I'm using the historical price-to-tangible book ("P/TB") and price-to-earnings ("P/E") multiples to value Southside Bancshares. The stock has traded at an average P/TB ratio of 1.98 in the past, as shown below.
FY18 | FY19 | FY20 | FY21 | FY22 | Average | ||
T. Book Value per Share ($) | 14.6 | 17.4 | 20.0 | 21.5 | 16.8 | ||
Average Market Price ($) | 34.3 | 34.1 | 29.5 | 38.6 | 38.7 | ||
Historical P/TB | 2.35x | 1.96x | 1.48x | 1.79x | 2.31x | 1.98x | |
Source: Company Financials, Yahoo Finance, Author's Estimates |
Multiplying the average P/TB multiple with the forecast tangible book value per share of $17.4 gives a target price of $34.50 for the end of 2023. This price target implies an 11.0% downside from the February 14 closing price. The following table shows the sensitivity of the target price to the P/TB ratio.
P/TB Multiple | 1.78x | 1.88x | 1.98x | 2.08x | 2.18x |
TBVPS - Dec 2023 ($) | 17.4 | 17.4 | 17.4 | 17.4 | 17.4 |
Target Price ($) | 31.0 | 32.8 | 34.5 | 36.2 | 38.0 |
Market Price ($) | 38.8 | 38.8 | 38.8 | 38.8 | 38.8 |
Upside/(Downside) | (20.0)% | (15.5)% | (11.0)% | (6.5)% | (2.0)% |
Source: Author's Estimates |
The stock has traded at an average P/E ratio of around 13.3x in the past, as shown below.
FY18 | FY19 | FY20 | FY21 | FY22 | Average | ||
Earnings per Share ($) | 2.11 | 2.20 | 2.47 | 3.47 | 3.26 | ||
Average Market Price ($) | 34.3 | 34.1 | 29.5 | 38.6 | 38.7 | ||
Historical P/E | 16.2x | 15.5x | 11.9x | 11.1x | 11.9x | 13.3x | |
Source: Company Financials, Yahoo Finance, Author's Estimates |
Multiplying the average P/E multiple with the forecast earnings per share of $3.38 gives a target price of $45.10 for the end of 2023. This price target implies a 16.3% upside from the February 14 closing price.
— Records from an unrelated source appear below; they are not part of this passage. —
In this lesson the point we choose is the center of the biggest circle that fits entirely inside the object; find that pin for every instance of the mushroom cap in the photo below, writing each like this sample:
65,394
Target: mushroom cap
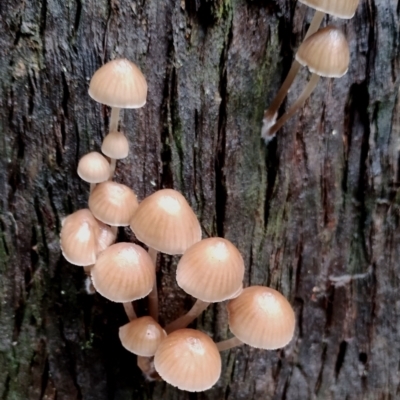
142,336
325,53
115,145
78,238
113,203
339,8
262,317
189,360
165,222
123,272
119,83
211,270
93,168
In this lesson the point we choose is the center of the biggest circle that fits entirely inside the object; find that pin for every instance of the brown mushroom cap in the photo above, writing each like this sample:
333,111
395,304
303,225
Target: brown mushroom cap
142,336
261,317
93,168
123,272
165,222
325,53
115,145
119,83
339,8
113,203
189,360
78,238
211,270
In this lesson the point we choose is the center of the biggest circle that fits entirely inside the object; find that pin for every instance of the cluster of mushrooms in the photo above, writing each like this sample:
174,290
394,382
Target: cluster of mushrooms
326,54
211,270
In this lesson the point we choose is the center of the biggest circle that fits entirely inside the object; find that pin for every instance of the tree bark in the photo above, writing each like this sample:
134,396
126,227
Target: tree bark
315,212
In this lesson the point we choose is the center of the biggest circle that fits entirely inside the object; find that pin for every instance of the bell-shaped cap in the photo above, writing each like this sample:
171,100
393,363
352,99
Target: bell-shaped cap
115,145
165,222
339,8
119,83
93,168
262,317
123,272
325,53
189,360
83,237
211,270
142,336
113,203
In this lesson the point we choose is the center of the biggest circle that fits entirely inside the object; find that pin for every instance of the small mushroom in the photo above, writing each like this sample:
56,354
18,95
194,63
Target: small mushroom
189,360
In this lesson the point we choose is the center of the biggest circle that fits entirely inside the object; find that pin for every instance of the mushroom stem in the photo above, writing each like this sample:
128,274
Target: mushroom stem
153,296
113,164
130,311
296,106
114,119
191,315
229,343
271,113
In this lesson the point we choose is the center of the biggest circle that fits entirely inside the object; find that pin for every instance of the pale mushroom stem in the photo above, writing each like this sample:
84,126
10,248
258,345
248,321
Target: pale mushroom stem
296,106
191,315
113,127
153,296
130,311
271,113
229,343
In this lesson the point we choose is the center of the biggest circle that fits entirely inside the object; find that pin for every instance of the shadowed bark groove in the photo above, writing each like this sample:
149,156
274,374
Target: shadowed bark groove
315,213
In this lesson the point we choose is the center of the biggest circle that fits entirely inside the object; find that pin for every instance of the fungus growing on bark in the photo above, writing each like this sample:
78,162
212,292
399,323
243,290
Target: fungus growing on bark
142,336
118,84
325,53
260,317
123,272
189,360
344,9
211,271
113,203
165,222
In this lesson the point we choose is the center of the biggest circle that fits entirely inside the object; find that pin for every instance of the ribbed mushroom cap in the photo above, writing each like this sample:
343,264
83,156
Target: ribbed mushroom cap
119,83
165,222
325,53
142,336
113,203
189,360
261,317
339,8
211,270
123,272
93,168
78,238
115,145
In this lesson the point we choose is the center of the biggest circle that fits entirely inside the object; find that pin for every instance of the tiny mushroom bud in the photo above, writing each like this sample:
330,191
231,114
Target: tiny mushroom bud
93,168
261,317
142,336
113,203
123,272
189,360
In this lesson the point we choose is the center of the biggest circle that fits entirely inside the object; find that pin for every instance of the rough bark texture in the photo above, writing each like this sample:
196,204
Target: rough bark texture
315,213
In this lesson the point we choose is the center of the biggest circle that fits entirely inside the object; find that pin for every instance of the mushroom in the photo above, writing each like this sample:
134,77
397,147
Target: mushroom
142,336
113,203
118,84
123,273
325,53
93,168
165,222
211,271
260,317
344,9
189,360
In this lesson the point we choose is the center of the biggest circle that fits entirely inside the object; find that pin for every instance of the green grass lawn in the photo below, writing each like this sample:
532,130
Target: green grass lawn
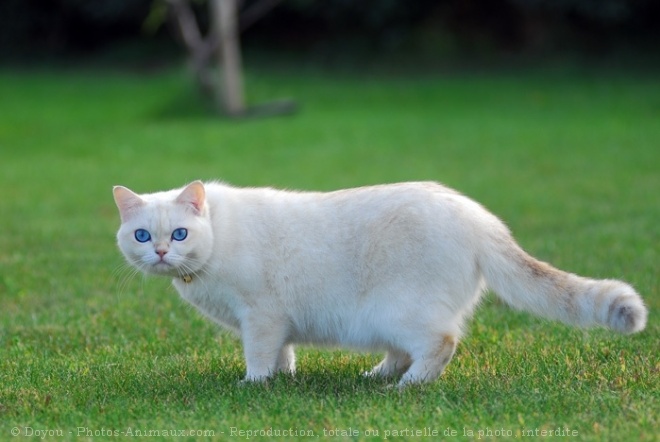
570,159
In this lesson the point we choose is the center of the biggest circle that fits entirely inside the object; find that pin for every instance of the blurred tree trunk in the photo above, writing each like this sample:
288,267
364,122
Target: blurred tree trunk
224,15
222,43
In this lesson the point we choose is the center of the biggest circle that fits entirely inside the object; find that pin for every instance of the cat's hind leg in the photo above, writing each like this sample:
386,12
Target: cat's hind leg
429,362
395,363
286,361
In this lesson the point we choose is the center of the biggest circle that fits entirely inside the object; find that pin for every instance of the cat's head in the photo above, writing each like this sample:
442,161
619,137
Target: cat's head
167,233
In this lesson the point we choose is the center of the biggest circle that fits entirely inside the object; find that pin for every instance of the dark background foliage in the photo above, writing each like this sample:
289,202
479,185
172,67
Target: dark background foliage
74,27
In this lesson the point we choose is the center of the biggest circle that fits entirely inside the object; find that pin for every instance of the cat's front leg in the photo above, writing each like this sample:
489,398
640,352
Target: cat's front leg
265,350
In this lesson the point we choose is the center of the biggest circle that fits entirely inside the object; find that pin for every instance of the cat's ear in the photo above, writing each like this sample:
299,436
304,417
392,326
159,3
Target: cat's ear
127,201
194,196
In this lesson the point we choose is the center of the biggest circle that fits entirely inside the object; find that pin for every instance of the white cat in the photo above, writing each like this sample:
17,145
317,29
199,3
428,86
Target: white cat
396,268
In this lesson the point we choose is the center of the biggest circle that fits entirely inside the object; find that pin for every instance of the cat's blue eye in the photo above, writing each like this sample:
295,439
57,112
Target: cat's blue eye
180,234
142,235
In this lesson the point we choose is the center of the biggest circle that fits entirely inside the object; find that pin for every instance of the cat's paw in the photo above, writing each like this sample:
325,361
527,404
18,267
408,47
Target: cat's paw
253,380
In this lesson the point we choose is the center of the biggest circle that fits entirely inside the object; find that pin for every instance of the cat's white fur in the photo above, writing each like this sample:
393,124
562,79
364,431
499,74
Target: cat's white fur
397,268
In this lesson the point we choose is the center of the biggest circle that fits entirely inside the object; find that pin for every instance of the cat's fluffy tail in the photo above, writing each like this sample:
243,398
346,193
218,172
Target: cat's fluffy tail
534,286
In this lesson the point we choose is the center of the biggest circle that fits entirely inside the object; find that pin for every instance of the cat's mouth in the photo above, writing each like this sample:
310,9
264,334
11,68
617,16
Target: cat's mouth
164,268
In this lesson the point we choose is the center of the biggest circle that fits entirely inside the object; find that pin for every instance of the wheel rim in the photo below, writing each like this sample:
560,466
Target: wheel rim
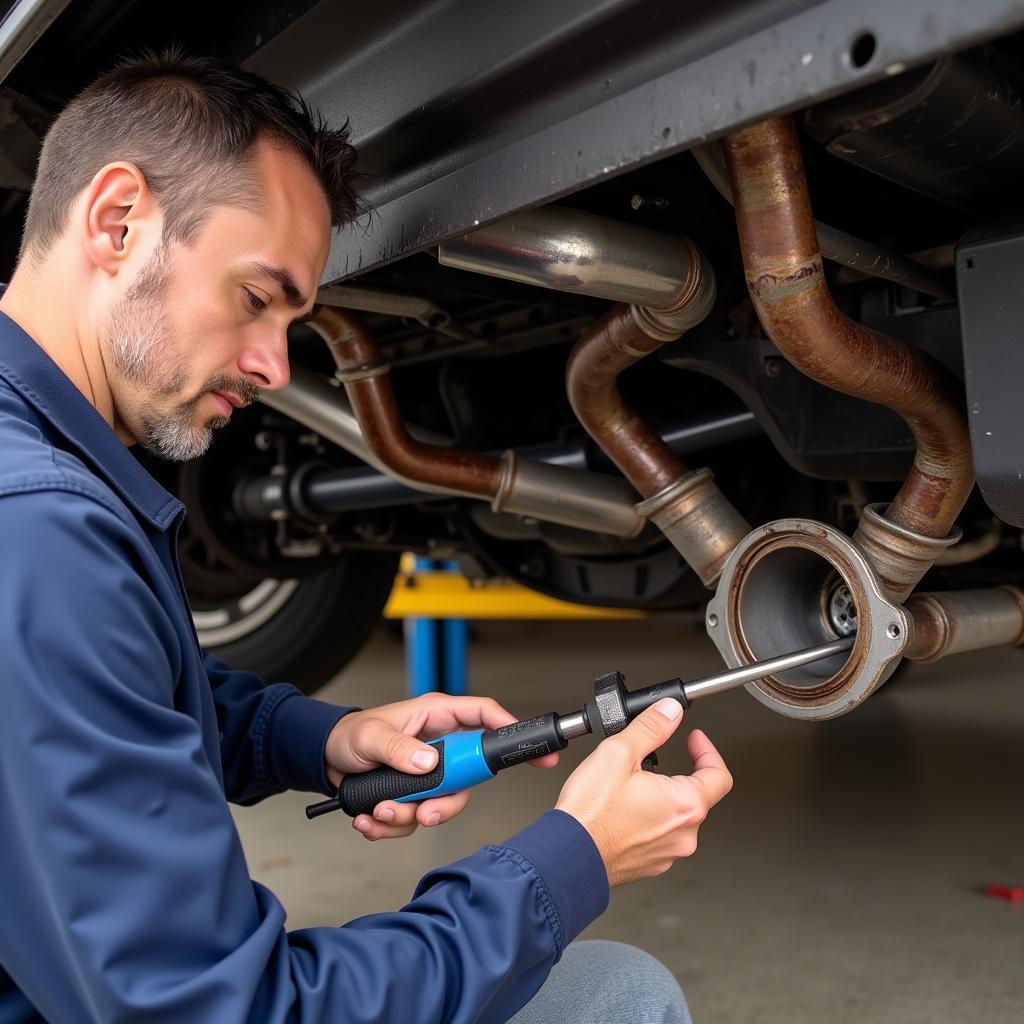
228,621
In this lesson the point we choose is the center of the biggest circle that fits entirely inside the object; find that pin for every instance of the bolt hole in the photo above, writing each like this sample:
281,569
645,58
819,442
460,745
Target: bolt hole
862,49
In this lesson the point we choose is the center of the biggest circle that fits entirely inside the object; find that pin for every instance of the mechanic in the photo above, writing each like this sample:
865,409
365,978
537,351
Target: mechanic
179,222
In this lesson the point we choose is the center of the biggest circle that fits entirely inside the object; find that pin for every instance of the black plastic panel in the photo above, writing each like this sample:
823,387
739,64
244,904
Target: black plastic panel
990,282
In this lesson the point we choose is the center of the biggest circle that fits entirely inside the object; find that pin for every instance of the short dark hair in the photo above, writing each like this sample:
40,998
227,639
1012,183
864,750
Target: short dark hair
188,123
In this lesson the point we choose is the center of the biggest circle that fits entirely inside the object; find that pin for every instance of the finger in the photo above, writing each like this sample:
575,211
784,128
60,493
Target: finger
373,830
441,809
375,741
710,770
389,812
650,728
445,713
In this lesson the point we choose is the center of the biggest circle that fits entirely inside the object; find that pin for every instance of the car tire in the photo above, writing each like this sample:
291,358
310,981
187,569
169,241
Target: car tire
302,631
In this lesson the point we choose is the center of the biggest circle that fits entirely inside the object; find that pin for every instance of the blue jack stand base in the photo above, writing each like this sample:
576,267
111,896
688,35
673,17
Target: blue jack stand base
436,649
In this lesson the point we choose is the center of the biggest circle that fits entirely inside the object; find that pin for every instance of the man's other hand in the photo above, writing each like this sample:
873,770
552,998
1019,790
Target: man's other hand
393,735
641,821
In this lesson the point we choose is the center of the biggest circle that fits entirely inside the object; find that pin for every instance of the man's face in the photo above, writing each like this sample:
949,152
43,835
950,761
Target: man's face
204,329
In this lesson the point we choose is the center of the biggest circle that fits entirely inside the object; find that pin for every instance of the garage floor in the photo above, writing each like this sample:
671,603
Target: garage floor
841,881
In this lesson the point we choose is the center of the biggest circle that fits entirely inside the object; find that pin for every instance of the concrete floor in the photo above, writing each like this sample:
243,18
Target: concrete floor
841,881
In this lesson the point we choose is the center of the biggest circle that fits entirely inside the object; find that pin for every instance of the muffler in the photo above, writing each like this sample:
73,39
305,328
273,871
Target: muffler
664,286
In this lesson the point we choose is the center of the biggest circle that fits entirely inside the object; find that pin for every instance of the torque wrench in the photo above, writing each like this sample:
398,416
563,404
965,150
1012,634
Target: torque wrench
466,759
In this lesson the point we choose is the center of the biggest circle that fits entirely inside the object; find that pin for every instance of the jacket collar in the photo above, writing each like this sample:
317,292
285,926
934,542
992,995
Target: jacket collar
44,386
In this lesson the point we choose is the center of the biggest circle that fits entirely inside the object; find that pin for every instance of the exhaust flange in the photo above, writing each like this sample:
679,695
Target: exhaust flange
794,584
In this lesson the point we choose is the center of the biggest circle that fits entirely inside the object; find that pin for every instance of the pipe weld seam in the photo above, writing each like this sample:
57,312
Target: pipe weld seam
351,373
770,287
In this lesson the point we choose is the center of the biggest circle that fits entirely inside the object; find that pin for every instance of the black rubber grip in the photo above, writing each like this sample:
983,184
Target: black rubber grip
360,794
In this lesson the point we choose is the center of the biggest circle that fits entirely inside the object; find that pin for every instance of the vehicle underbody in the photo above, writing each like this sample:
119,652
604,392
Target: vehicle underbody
609,250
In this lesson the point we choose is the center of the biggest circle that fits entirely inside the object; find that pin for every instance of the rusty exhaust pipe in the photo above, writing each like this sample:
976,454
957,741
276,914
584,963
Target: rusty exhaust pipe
687,507
965,620
665,286
555,494
784,275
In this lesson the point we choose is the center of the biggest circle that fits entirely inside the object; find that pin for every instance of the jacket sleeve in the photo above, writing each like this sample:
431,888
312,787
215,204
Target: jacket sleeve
271,736
126,893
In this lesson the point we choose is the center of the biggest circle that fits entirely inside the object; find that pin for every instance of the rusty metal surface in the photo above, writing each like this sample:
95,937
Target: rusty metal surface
611,345
370,391
900,556
965,620
699,520
784,275
773,596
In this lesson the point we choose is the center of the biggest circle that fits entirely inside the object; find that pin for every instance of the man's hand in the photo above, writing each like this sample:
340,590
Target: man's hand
641,821
387,735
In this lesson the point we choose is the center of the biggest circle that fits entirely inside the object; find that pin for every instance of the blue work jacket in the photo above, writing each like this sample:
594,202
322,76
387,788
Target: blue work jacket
124,892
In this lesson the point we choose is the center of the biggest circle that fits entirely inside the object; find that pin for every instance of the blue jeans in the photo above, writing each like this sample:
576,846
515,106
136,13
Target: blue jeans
606,982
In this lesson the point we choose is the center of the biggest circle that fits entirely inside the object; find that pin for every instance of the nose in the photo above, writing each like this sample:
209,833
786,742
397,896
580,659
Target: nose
264,360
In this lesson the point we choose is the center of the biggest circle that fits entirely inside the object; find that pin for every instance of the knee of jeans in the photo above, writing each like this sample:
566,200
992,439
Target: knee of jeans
628,979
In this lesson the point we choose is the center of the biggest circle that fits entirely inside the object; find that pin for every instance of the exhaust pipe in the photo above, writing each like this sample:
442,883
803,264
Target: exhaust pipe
573,498
665,286
786,283
796,583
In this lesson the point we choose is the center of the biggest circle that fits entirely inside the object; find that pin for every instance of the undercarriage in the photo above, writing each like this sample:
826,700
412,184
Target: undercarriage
650,308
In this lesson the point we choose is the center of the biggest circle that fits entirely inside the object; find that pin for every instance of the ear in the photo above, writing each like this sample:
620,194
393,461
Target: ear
119,214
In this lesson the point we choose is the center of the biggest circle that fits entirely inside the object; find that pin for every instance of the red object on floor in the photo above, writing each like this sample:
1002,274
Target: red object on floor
1014,894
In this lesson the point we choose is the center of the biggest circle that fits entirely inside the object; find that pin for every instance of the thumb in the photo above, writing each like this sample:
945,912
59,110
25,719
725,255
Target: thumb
652,727
380,742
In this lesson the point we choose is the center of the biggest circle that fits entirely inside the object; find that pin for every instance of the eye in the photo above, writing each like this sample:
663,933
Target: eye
255,301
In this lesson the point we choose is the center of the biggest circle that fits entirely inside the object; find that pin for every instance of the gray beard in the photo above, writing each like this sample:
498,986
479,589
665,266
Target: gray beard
140,352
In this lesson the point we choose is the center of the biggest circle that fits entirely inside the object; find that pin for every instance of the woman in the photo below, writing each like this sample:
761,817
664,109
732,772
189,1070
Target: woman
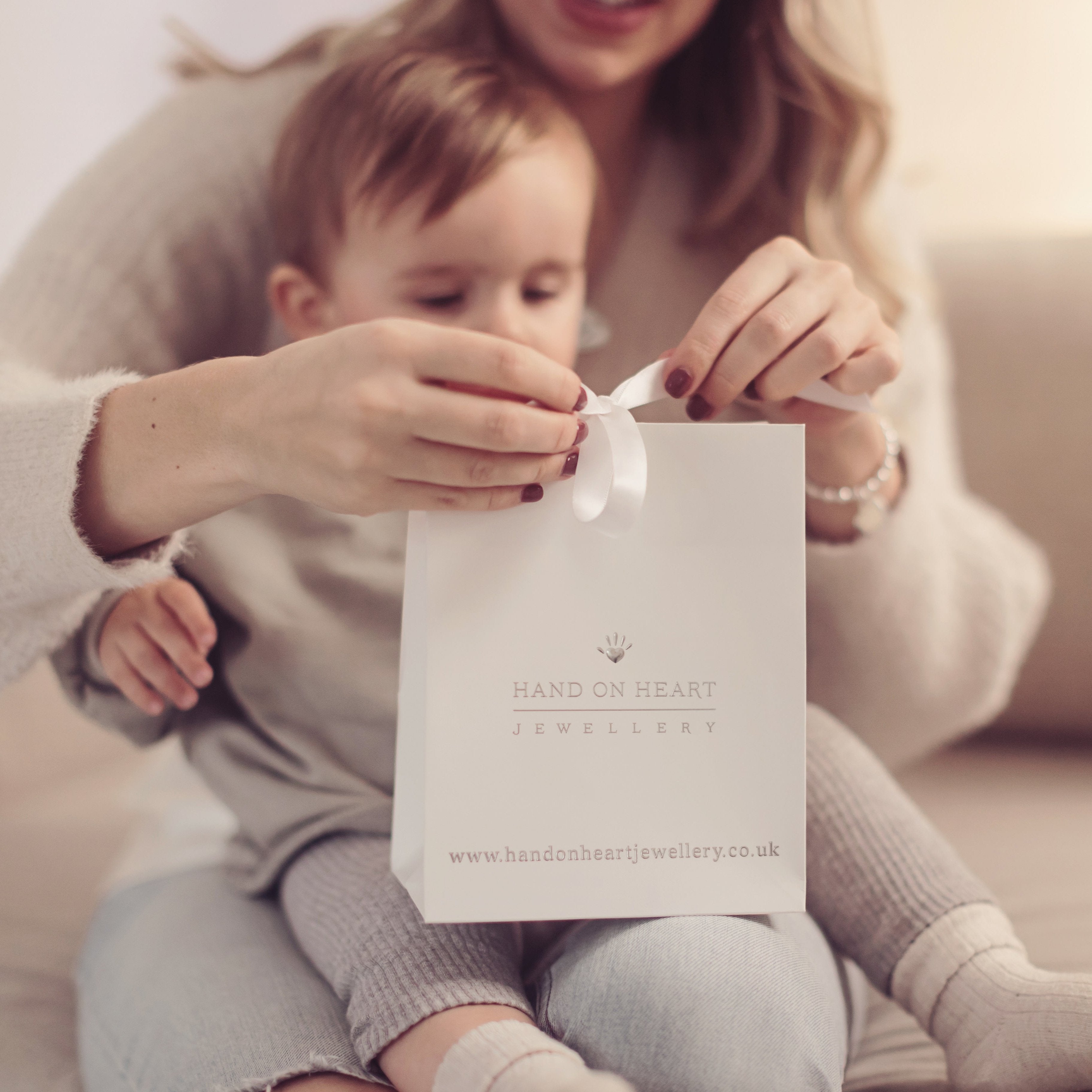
157,260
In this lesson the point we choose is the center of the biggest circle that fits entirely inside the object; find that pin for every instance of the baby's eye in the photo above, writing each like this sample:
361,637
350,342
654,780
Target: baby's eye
532,295
443,303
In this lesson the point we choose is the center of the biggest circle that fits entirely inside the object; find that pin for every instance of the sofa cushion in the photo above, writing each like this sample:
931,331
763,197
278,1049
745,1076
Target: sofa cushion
1021,330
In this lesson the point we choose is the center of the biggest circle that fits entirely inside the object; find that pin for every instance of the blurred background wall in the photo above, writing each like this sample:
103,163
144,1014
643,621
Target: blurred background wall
991,96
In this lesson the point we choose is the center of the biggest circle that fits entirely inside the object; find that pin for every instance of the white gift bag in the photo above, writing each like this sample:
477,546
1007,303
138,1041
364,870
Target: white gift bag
611,727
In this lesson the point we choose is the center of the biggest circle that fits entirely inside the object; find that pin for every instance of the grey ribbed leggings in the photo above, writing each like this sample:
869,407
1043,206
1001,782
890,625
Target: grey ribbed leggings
879,875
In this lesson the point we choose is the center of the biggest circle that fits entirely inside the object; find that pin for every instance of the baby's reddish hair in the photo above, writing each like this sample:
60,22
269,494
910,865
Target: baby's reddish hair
393,126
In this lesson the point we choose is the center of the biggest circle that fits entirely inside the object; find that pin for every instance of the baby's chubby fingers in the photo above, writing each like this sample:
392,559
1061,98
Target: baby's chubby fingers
145,656
128,681
184,630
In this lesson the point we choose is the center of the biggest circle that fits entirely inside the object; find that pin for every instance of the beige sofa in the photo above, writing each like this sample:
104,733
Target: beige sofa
1017,801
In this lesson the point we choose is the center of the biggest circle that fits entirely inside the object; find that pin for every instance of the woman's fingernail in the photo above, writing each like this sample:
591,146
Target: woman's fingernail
698,409
677,381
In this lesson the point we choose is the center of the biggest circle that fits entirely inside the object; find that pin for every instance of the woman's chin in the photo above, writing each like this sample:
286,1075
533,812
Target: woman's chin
588,70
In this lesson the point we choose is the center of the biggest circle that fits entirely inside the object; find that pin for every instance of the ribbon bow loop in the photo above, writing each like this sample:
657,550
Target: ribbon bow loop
613,471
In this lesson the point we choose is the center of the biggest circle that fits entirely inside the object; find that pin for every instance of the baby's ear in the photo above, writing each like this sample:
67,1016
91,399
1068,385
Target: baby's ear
301,304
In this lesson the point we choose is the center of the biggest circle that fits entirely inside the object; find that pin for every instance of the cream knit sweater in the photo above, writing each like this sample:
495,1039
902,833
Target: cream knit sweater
157,258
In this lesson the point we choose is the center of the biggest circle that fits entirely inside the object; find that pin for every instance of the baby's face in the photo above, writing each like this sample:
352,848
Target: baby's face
508,258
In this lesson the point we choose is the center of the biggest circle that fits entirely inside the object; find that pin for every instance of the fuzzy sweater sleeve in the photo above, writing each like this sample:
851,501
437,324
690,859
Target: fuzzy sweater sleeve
153,259
918,632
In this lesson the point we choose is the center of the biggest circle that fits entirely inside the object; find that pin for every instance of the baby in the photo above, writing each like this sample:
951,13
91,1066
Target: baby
440,188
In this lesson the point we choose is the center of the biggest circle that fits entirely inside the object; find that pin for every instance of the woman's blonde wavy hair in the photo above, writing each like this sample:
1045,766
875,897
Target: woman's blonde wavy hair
788,131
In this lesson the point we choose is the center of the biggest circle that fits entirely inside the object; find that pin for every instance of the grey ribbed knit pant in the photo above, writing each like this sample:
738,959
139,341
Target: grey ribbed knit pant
879,875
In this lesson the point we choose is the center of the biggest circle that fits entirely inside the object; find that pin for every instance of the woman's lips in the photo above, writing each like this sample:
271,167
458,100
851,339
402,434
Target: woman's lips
604,18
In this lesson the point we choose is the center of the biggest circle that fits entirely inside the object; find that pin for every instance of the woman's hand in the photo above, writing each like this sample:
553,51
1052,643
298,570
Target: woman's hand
363,420
782,320
399,414
155,644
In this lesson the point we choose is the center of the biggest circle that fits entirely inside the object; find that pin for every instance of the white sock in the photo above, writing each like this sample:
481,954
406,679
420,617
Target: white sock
1005,1025
514,1056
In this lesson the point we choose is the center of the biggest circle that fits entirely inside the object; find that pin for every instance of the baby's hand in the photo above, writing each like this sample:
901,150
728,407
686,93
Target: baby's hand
155,639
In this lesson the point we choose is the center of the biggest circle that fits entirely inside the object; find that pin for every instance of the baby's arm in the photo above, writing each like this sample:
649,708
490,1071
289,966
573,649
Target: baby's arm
96,692
155,646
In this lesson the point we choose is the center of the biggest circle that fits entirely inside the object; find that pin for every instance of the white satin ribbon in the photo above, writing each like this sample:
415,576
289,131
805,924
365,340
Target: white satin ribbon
613,471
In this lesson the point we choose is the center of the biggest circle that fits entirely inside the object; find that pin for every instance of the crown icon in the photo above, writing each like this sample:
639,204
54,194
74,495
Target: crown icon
615,649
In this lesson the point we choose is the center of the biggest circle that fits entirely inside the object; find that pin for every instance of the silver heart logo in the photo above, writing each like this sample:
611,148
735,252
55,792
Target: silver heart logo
615,649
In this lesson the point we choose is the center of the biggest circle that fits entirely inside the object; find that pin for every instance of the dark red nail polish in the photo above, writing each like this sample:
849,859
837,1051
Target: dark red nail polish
677,381
698,409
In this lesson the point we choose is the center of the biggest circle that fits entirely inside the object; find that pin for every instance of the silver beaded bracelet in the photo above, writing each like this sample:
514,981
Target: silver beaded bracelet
872,507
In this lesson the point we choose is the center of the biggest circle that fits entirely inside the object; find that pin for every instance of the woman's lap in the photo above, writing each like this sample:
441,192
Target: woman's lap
706,1004
186,985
The following table shows the sensitivity of the target price to the P/E ratio.
P/E Multiple | 11.3x | 12.3x | 13.3x | 14.3x | 15.3x |
EPS 2023 ($) | 3.38 | 3.38 | 3.38 | 3.38 | 3.38 |
Target Price ($) | 38.3 | 41.7 | 45.1 | 48.4 | 51.8 |
Market Price ($) | 38.8 | 38.8 | 38.8 | 38.8 | 38.8 |
Upside/(Downside) | (1.2)% | 7.5% | 16.3% | 25.0% | 33.7% |
Source: Author's Estimates |
Equally weighting the target prices from the two valuation methods gives a combined target price of $39.80, which implies a 2.6% upside from the current market price. Adding the forward dividend yield gives a total expected return of 6.4%. Hence, I'm maintaining a hold rating on Southside Bancshares.